Мы подходим к бару. Швейцар смотрит на Лёшу подозрительно. Лёша вытаскивает из кармана пальто паспорт и подаёт ему. Швейцар изучает, осклабливается, открывает дверь перед Лешей с поклонами.
Я прохожу мимо швейцара. Он смотит на меня и дверь распахивается передо мной. Мех делает своё дело - я иностранец. Шикарные проститутки проходят в бар легко. Швейцары их знают. Десятка - вход, десятка - выход, если не удалось с клиентом. Идёт обмен - тело на деньги.
Мягкий зеленоватый свет. Наигрывает тишайшая музыка. В баре сидят иностранцы, пьют виски, коньяк, вино-с. Сидят проститутки и шмыгают глазами по иностранцам. Вот один подходит к проститутке. Она улыбается ему:
- Бери, миленький ты мой! Обрыдла жизнь в совковом мире. Бери, пожалуйста. Бери меня за границу! Ну, что тебе стоит, родной ты мой! Я тебе всё там отдам.
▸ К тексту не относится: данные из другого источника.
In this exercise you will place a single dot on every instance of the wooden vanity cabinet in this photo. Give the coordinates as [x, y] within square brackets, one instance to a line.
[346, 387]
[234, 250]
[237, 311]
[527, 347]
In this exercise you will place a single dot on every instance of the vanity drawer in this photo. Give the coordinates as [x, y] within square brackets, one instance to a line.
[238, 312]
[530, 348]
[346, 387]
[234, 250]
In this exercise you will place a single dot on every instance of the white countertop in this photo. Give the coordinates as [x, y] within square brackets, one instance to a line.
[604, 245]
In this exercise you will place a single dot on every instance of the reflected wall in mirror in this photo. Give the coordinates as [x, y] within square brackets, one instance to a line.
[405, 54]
Глядишь - они сидят мирно, пьют коньяк или он - виски, она - шампанское. Посидели и пошли. Куда? В номер к нему, или в его машину, или к нему в московсий дом, куда он только захочет.
К Лёшке подходит проститутка, просит закурить по английски. Лёша улыбается, даёт ей сигарету "Мальборо". Она спрашивает его ещё о чём то. Лёша, улыбаясь, объясняет ей по русски: ты ошиблась, девочка. Я русский, а тут такой товар никому не нужен.
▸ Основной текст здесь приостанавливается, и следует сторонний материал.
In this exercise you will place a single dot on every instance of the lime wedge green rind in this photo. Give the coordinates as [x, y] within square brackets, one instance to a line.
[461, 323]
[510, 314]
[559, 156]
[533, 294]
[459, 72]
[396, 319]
С её лица сползает улыбочка, мол всё-ё-ё пожалуйста. Возми меня. Она отходит от нас в недоумении. Мы смотрим на кэгэбешников, которые сидят в углу, они на нас, но ничего не предпринимают. Проститутки им платят и известны им всем. Лёша свой парень, он почти иностранец, чуть-чуть подождать и он там, в его случае два года - мигновение, как решили органы и всё.
Три часа ночи. Бар пустеет. Музыка убаюкивающая. Мы встаём, идём на улицу. Снег сыпет нам в лицо. Идём по улице Горького к Пушкинской, поворачиваем к моему дому. Мы дома. Чай на ночь. Лёша зевает. Спать. Спать. Спать...

Глава 19

КОНЕЦ ПРОЗЫ
Любовь высшее чувство. Почему люди восхищаются ей в музеях, когда видят шедевры старинных мастеров, скажем Венеру, или слушают о ней или читают Кармен, любовь Дон
Жуана к донье Анне? Почему мы считаем недпустимым упоминать о ней? Вот тебе и штука для размышления. 
Аня мне сказала, когда мы шли по улице:
- Саша, они же чёрные.
Я рассмеялся над этим. По её убеждениям, если чёрные - обезьяны, если белые - человеки. Она ошиблась. Все люди одинаковы, так я думаю, она думает по другому.
Однажды мы лежали после любви на постели. Запах. Мерзкий запах взволновал нас. Я встал и обнаружил мою шляпу, которая тлела на настольной лампе, которая была включена нами, чтобы любовь была освещена. Мы потушили этот запах и запах рассеялся.
Аня всё реже приходила ко мне. Я заподозрил её в измене. Когда я был с ней в последний раз она мне сказала, что любит другого человека, человека с работы. Я отпустил её. Пусть плывёт куда ей хочется. Вольному - воля.
Лёша уехал в Париж. Подошёл его час.
Сижу дома. Поздний вечер. Пишу стихи. Телефонный звонок. Снимаю трубку - Лёша из Парижа. Интересуют как у меня дела. Говорю, нормально. Он говорит - подробности? Я отвечаю, что Москва стоит на том же месте. Что так тебя интересует в Москве? Он два часа проболтал со мной о Москве. Я убедился, что Москва тянет его даже из Парижа. Положил трубку. Устал от него, устал.   
Следующий вечер. Звонок. Лёша. Два часа. И так продолжалось всю неделю. Потом кончилось, слава Богу.